A revisão, como disposta no sistema processual, exige como requisitos objetivos a existência de condenação e que o processo esteja findo, somando a isso a configuração de uma das possibilidades previstas nos seus três incisos, que, para a sua admissibilidade na esfera do processo de improbidade, assere-se a impossibilidade da interposição de Ação Rescisória, ou da sua improcedência.

Assim, emergem como requisitos para a revisão de condenação por improbidade administrativa, devido ao disposto na Legislação Processual Penal conjugada com o artigo 14 e seguintes da Lei de Improbidade Administrativa: a) existência de condenação a pena restritiva de direito; b) encontrar-se findo o processo; c) haver transcorrido in albis o prazo para a propositura de Ação Rescisória, ou essa ter sido julgada improcedente e d) a verificação de uma das possibilidades expressas do art. 621 do CPP.

Diante da ausência de instrumento previsto na legislação processual civil e na Lei de improbidade administrativa, quando se configuram tais requisitos, é plenamente possível que se utilize do instrumento da Revisão, previsto tanto para as penas aplicadas na jurisdição criminal quanto nas sanções de natureza administrativa, para revisar sentença cível em ação de improbidade administrativa.

 

4 Conclusão

O Processo Civil moderno não abdica do princípio da justiça como pressuposto de exercício da jurisdição. Vivemos uma fase considerada formalista material, justamente porque não basta ao juiz decidir o conflito, exige-se que esta decisão seja justa.
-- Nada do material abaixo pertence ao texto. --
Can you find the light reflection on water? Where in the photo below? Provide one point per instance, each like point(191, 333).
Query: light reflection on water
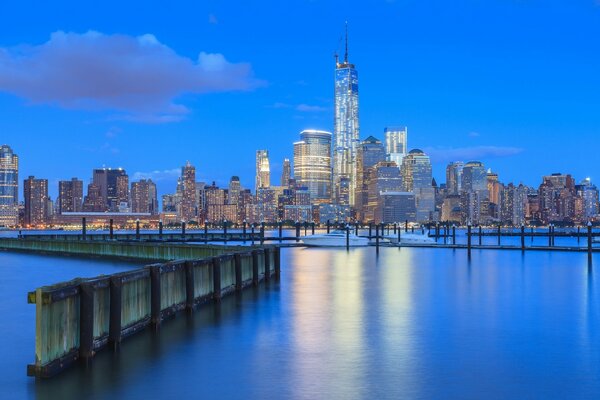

O novo Código de Processo Civil, em seu artigo 6º, estabelece que a sentença – além de atender aos requisitos formais, que o mesmo código dispõe em seu artigo 485 – deve ser justa. Esse critério de justiça evidencia uma opção do legislador contra posições que abdicam dos direitos fundamentais e da segurança jurídica.
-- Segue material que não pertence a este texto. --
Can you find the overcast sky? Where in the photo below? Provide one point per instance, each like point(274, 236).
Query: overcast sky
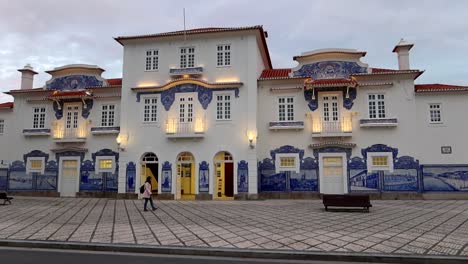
point(51, 33)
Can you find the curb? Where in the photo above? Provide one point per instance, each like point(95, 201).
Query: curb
point(237, 253)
É de todo incompatível com o sistema adotado pela nova legislação que uma sentença contrária aos critérios de justiça e de legalidade, ou mesmo uma sentença inconstitucional, prossiga surtindo efeitos condenatórios e que retiram direitos políticos, sem que exista um instrumento eficaz para cessar os efeitos deletérios de tal condenação, sob o pretexto da coisa julgada.

Assim, com a ausência desse instrumento formal, cabe ao operador jurídico buscar meios de interromper a injustiça a partir dos próprios instrumentos disponíveis no sistema jurídico.

Constatando-se que tal instrumento existe no processo penal ou mesmo no processo administrativo disciplinar, a sua utilização para reverter esse tipo de consideração é plenamente possível e não viola qualquer preceito constitucional de regência do processo civil, que, agora, com a nova redação do artigo 1º, é integralmente remetido a esta sede constitucional.

Ao contrário disto, o inciso LIV do artigo 5º da Constituição Federal, ao consagrar o due process of law, recomenda, por critérios lógicos, que o excessivo formalismo processual não seja empecilho para o exercício da jurisdição, quando evidencia o princípio do contraditório e da ampla defesa como guias da instrumentalidade.

Portanto, diante da deficiência da legislação processual civil e da própria lei de improbidade administrativa, cabe ao intérprete e aplicador da norma laborar em favor da justiça. Ao constatar que eventual condenação de suspenção de direitos políticos se constituiu sem os critérios legais e de forma injusta, deve também, munido do espirito de liberdade e sensatez, pôr cabo a isto, mesmo que tenha que buscar no Processo Penal o instrumento de exercício da jurisdição civil.